Background/Purpose: Systemic lupus erythematosus (SLE) is a multiorgan autoimmune disease that frequently affects the kidneys, with lupus nephritis (LN) being a major contributor to morbidity and mortality. A neutrophil gene signature in peripheral blood has been associated with LN, and neutrophil infiltration has been detected in the lupus kidney parenchyma. A putative pathogenic contribution of neutrophils to SLE is the externalization of modified autoantigens and proteins that are detrimental to the host, through dysregulated neutrophil death by the formation of neutrophil extracellular traps (NETs). However, the specific pathogenic impact of neutrophils/NETs in LN has not been systematically studied.
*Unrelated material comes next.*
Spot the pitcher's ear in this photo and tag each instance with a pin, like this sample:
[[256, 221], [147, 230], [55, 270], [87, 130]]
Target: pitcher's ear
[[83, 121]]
Methods: Lupus-prone NZB/W F1 and control C57BL/6 (B6) mice were analyzed. The number and maturity of neutrophils were assessed in PBS-perfused kidneys by flow cytometry. The morphology and localization of neutrophils were evaluated by different light microscopy approaches such as, brightfield, namely, hematoxylin-eosin and immunohistochemical (IHC) staining, as well as by immunofluorescence (IF) staining. Kidney biopsies from patients with LN were also analyzed by IHC and IF to corroborate findings obtained from mice. Furthermore, human mesangial cells were stimulated with NETs, and their interactions were assessed by IF and RNA sequencing.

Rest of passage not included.